AI artist Dirk Habenschaden has been nominated for the longlist of the BBA Artist Prize 2026 with his debut work Poetry in Black and White—in its very first year.
The BBA Artist Prize is awarded annually by Berlin-based BBA Gallery and is open to international contemporary artists. From the longlist, a shortlist is selected, whose works are presented in an exhibition in Berlin.
With this nomination, the jury recognizes a work that combines generative image-making with a radically reduced, monochrome visual language, while opening up new forms of immersive experience in the digital realm.
This year marks the first time Habenschaden submitted one of his works—and he made an immediate impact with his multimedia Gesamtkunstwerk. At a time when technology is often seen merely as functional, his practice focuses on the process of co-creation. “The genesis of the series was less a design process and more an archaeological excavation: a quiet back-and-forth between human intention and the precise logic of the machine,” Habenschaden explains.
Poetry in Black and White brings together fine art prints with video, sound, and language. In exhibition form, the work unfolds as a three-part synchronized projection (digital triptych): an interplay of moving image, sound, and text that transforms the space into a meditative, almost sacred zone of experience.
The strong black-and-white aesthetic reduces complexity and forces a focus on form, texture, and organic movement. It is an attempt to make the “mind” of the machine visible—layers of thought that remain unseen yet present, waiting to unfold for those willing to look beneath the surface and to listen.
What happens when an image is no longer an endpoint—but becomes a gateway into an expanded experiential space?
At the core of the series are six digital entities, emerging as psychological archetypes in the tension between human intuition and generative processes. They appear less as figures than as autonomous presences.

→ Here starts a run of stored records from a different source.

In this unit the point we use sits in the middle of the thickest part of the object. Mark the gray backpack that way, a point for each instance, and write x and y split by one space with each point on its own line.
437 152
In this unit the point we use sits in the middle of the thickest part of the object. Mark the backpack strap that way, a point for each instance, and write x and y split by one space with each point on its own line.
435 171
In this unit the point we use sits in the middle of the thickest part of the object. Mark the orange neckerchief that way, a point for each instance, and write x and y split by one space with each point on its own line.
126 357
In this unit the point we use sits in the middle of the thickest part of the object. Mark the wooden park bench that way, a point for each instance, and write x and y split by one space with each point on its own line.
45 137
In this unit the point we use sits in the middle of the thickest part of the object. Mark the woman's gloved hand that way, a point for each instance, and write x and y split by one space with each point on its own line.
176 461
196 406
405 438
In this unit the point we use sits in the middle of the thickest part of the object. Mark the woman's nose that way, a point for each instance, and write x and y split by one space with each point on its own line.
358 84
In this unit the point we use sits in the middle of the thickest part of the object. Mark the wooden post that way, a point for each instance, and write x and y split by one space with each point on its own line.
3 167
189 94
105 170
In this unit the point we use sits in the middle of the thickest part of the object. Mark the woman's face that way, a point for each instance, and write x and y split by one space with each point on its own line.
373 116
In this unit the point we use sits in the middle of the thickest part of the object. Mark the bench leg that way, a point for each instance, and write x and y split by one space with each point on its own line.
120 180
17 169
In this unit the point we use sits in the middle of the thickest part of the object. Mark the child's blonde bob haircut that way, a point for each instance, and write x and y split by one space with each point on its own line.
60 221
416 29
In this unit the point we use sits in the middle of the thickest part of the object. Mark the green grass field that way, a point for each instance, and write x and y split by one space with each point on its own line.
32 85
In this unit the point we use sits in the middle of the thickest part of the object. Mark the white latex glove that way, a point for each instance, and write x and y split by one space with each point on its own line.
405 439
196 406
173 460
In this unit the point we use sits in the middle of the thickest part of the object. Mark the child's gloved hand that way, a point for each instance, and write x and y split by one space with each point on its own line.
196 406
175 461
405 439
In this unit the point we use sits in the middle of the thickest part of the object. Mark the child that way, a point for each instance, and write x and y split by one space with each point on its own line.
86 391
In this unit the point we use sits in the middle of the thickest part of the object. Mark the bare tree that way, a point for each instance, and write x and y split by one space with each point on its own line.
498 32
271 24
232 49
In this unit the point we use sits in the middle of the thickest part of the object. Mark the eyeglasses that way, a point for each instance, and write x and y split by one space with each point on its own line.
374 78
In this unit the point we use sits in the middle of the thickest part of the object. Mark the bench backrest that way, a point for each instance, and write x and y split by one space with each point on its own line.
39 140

Yet the works do not end with the image.
The prints extend the experience. Each contains an integrated code leading into a digital “Resonance Chamber”—an individual extension of the work within virtual space.
The series was created in a dialogue between intentional direction and algorithmic autonomy—a process Habenschaden describes as a form of archaeological search, from which a kind of “binary poetry” emerges.
“The tool is not the point—the emotional resonance is”
Dirk Habenschaden
About the Artist
Dirk Habenschaden is an interdisciplinary artist who develops immersive works using generative AI, working across image, sound, and spatial experience. With more than three decades of experience as an experience designer, he combines narrative structure with digital image systems. His works connect physical and digital layers: fine art prints become entry points into audiovisual resonance chambers.